In [1]:
# Set random seed to 42
set.seed(42)

# Install Package and Import Library
install.packages("kernlab")
library(kernlab)

package 'kernlab' successfully unpacked and MD5 sums checked


"restored 'kernlab'"


The downloaded binary packages are in
	C:\Users\sjarr\AppData\Local\Temp\RtmpMrsT2S\downloaded_packages


In [2]:
# Load the Dataset
data <- read.table("credit_card_data-headers.txt", 
                   stringsAsFactors=FALSE, 
                   header=TRUE)
head(data)

A1,A2,A3,A8,A9,A10,A11,A12,A14,A15,R1
1,30.83,0.0,1.25,1,0,1,1,202,0,1
0,58.67,4.46,3.04,1,0,6,1,43,560,1
0,24.5,0.5,1.5,1,1,0,1,280,824,1
1,27.83,1.54,3.75,1,0,5,0,100,3,1
1,20.17,5.625,1.71,1,1,0,1,120,0,1
1,32.08,4.0,2.5,1,1,0,0,360,0,1


In [3]:
# Apply KSVM model, scaling the data and using C=100
model <- ksvm(R1~.,
              data=data,
              type="C-svc",
              kernel="vanilladot",
              C=100,
              scaled=TRUE)

# Use model to create predictions, find coefficients a and intercept a0
pred <- predict(model,data[,1:10])
a <- colSums(model@xmatrix[[1]] * model@coef[[1]])
a0 <- - model@b

 Setting default kernel parameters  


In [5]:
model
print(' C: 100')
print(' Coefficients: ')
a
print(paste0(' A0: ', a0))
print(paste0(' Equation: 0 = ', a[1], ' x1 + ', a[2], ' x2 + ', a[3], ' x3 + ', a[4], ' x8 + ',
             a[5], ' x9 + ', a[6], ' x10 + ', a[7], ' x11 + ', a[8], ' x12 + ', a[9], ' x14 + ', a[10], ' x15 + ', a0))
print(paste0(' Accuracy: ', sum(pred == data[,11]) / nrow(data)))

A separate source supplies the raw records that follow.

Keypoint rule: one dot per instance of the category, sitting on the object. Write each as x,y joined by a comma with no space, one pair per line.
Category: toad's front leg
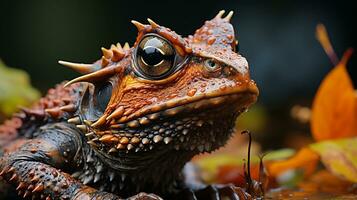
35,169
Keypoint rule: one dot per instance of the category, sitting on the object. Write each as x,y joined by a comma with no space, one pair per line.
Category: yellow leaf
305,159
339,157
334,110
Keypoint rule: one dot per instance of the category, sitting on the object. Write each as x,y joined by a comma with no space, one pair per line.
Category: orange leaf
305,159
334,109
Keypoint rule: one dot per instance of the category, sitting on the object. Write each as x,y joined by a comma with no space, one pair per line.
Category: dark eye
211,65
103,95
155,56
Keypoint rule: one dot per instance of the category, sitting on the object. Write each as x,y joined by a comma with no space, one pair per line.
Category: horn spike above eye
126,46
119,46
102,120
112,47
117,55
229,16
105,61
152,23
220,14
107,53
138,25
79,67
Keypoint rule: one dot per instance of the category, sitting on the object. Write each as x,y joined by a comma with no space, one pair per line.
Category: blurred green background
277,37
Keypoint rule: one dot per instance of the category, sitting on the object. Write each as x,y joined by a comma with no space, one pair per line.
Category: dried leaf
339,157
334,109
305,159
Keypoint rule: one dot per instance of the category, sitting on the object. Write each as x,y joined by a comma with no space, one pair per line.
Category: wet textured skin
126,129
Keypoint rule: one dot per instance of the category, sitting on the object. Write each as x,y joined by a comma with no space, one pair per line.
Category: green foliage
15,90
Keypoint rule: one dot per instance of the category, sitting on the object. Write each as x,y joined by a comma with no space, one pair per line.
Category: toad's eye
155,57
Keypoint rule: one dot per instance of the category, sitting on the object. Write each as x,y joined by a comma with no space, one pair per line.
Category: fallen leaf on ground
339,157
305,159
334,109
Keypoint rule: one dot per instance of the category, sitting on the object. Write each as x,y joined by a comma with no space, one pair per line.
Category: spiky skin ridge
61,148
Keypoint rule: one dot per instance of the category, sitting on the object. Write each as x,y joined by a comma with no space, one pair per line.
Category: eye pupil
155,57
211,64
152,55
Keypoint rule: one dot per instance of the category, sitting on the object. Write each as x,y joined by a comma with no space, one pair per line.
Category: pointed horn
107,53
94,76
102,120
119,46
126,46
105,61
138,25
220,14
152,23
81,68
229,16
117,55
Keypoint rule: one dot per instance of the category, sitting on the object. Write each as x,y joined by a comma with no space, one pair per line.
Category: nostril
211,65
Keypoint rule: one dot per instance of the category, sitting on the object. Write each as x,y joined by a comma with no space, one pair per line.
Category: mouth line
176,107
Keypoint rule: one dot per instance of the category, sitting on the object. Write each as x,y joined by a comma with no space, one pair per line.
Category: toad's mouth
200,125
194,104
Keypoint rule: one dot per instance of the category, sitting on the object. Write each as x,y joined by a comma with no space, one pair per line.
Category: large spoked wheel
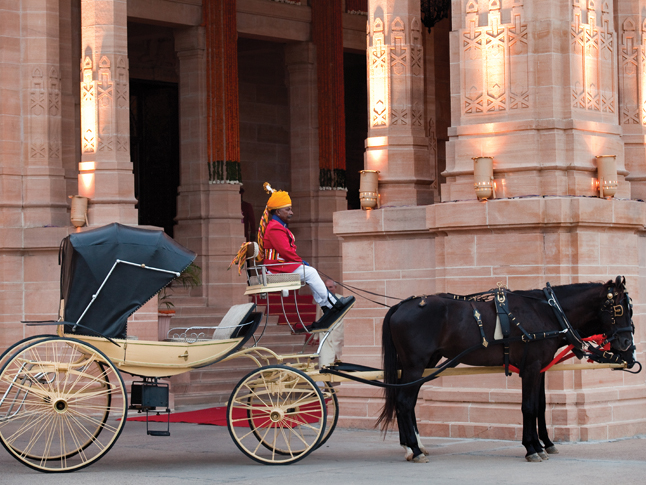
332,404
277,415
62,405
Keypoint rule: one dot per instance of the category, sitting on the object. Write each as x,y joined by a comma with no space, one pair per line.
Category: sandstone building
157,110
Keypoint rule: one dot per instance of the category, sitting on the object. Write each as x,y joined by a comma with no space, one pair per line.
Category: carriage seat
261,280
233,325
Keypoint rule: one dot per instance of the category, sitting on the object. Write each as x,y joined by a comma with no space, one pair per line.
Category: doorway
154,146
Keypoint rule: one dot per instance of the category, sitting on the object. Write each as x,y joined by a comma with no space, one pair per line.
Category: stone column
208,215
43,185
536,90
106,170
631,58
397,145
313,208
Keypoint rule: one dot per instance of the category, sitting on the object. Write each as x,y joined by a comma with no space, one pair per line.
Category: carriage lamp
369,189
79,210
607,173
483,177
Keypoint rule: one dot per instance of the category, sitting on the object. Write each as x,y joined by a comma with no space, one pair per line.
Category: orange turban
279,200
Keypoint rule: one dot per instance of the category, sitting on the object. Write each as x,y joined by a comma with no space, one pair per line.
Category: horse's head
616,318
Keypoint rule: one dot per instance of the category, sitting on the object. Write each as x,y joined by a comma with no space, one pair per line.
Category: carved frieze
593,70
495,60
632,71
44,114
379,74
104,105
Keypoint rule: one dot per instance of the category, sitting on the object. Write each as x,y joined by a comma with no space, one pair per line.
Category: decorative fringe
264,220
240,258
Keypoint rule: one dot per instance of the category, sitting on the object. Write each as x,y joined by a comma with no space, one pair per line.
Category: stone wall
264,120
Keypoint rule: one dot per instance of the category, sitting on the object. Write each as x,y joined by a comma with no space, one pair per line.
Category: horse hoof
420,459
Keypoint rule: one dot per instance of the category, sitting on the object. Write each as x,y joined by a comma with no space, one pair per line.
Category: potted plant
191,277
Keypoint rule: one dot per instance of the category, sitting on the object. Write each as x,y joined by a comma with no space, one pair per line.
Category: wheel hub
276,415
60,406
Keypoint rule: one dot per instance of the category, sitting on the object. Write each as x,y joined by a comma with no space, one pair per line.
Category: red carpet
218,417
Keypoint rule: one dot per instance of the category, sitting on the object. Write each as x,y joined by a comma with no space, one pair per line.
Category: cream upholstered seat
236,316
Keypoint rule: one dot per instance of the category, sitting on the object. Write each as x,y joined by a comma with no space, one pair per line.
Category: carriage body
69,384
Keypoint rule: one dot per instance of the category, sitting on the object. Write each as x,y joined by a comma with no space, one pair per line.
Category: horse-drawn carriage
64,403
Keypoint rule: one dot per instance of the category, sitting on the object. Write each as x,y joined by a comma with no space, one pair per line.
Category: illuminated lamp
607,173
79,210
483,177
368,189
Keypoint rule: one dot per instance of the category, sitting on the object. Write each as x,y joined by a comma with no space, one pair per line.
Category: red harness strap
566,353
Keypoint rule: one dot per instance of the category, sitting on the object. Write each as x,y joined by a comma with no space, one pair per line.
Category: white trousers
314,281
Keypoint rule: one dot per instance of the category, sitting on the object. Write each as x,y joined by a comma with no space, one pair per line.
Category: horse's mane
534,293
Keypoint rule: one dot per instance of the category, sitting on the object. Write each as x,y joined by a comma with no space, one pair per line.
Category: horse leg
406,400
419,438
531,384
542,426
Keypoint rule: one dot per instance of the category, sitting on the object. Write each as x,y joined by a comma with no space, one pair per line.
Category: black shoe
340,303
332,315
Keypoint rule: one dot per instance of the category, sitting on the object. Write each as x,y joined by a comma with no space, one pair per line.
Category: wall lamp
369,189
79,210
483,177
607,175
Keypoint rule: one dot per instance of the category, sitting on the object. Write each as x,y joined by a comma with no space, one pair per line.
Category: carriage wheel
64,405
332,405
276,415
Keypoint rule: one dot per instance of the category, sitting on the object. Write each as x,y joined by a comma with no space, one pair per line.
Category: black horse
419,332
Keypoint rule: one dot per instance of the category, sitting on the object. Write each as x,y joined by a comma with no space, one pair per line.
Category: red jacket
280,246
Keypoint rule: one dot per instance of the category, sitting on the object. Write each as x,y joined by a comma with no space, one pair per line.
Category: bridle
615,309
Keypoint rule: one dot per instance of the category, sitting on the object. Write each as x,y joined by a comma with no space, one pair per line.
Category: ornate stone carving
44,114
593,70
632,73
379,73
496,61
105,93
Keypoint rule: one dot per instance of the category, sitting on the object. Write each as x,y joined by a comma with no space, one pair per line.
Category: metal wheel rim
283,409
60,394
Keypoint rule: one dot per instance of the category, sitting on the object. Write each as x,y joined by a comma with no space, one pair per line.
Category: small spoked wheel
62,405
277,415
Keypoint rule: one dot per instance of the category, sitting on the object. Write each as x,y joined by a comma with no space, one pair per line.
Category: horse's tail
391,374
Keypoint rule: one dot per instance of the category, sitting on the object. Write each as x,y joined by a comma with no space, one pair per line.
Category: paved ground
206,454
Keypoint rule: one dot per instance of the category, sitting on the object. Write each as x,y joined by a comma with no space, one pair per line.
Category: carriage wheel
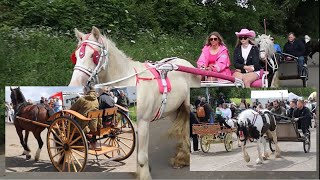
67,145
272,145
205,145
121,137
228,143
307,144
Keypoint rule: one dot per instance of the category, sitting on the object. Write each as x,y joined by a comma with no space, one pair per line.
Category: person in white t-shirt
246,58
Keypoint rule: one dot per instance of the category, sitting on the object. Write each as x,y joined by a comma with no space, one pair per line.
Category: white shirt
226,113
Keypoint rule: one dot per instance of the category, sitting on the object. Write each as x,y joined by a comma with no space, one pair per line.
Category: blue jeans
300,63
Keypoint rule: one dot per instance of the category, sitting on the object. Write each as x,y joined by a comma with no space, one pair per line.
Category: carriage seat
262,81
101,130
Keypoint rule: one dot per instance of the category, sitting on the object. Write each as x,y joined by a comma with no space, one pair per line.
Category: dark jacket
208,111
295,48
105,101
253,59
123,101
292,112
304,116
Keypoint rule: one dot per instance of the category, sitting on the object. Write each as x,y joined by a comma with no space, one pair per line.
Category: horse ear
96,32
78,34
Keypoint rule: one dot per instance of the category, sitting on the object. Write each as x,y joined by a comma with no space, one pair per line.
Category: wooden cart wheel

Support Vector Machine object of class "ksvm" 

SV type: C-svc  (classification) 
 parameter : cost C = 100 

Linear (vanilla) kernel function. 

Number of Support Vectors : 189 

Objective Function Value : -17887.92 
Training error : 0.136086 

[1] " C: 100"
[1] " Coefficients: "


[1] " A0: 0.081584921659538"
[1] " Equation: 0 = -0.00100653481057611 x1 + -0.00117290480611665 x2 + -0.00162619672236963 x3 + 0.0030064202649194 x8 + 1.00494056410556 x9 + -0.00282594323043472 x10 + 0.000260029507016313 x11 + -0.000534955143494997 x12 + -0.00122837582291523 x14 + 0.106363399527188 x15 + 0.081584921659538"
[1] " Accuracy: 0.863914373088685"


**Try the same model without scaling the data**

In [6]:
# Apply KSVM model, without scaling the data and using C=100
model <- ksvm(R1~.,
              data=data,
              type="C-svc",
              kernel="vanilladot",
              C=100,
              scaled=FALSE)

# Use model to create predictions, find coefficients a and intercept a0
pred <- predict(model,data[,1:10])
a <- colSums(model@xmatrix[[1]] * model@coef[[1]])
a0 <- - model@b

 Setting default kernel parameters  


In [8]:
model
print(' C: 100 ')
print(' Coefficients: ')
a
print(paste0(' A0: ', a0))
print(paste0(' Accuracy: ', sum(pred == data[,11]) / nrow(data)))

Support Vector Machine object of class "ksvm" 

SV type: C-svc  (classification) 
 parameter : cost C = 100 

Linear (vanilla) kernel function. 

Number of Support Vectors : 186 

Objective Function Value : -2213.731 
Training error : 0.278287 

[1] " C: 100 "
[1] " Coefficients: "


[1] " A0: 0.525539327910409"
[1] " Accuracy: 0.7217125382263"


**Discussion:**
Scaling the data resulted in higher accuracy in the model's predictions (scaled: 0.86, not scaled: 0.52). The coefficients, _a_, and intercept, _a0_ are very different between the two models. In this scenario, scaling the data improves the model's ability to make accurate predictions.

**Try Different Values of C**

In [9]:
# Create a list of c values
c_vals <- c(1e-8, 1e-4, 10, 1e4, 1e8)
acc <- list()

In [10]:
# Train model and make predictions for each value of C
for (c_val in c_vals){
  model <- ksvm(R1~.,
                data=data,
                type="C-svc",
                kernel="vanilladot",
                C=c_val,
                scaled=TRUE)
    
  pred <- predict(model,data[,1:10])
  accuracy <- sum(pred == data[,11]) / nrow(data)
  acc <- append(acc, accuracy)
}

 Setting default kernel parameters  
 Setting default kernel parameters  
 Setting default kernel parameters  
 Setting default kernel parameters  
 Setting default kernel parameters  


In [11]:
for (i in 1:length(c_vals)) {
    print(paste0(' C: ', c_vals[i], '  Accuracy: ', acc[i]))
}

[1] " C: 1e-08  Accuracy: 0.547400611620795"
[1] " C: 1e-04  Accuracy: 0.547400611620795"
[1] " C: 10  Accuracy: 0.863914373088685"
[1] " C: 10000  Accuracy: 0.862385321100917"
[1] " C: 1e+08  Accuracy: 0.663608562691132"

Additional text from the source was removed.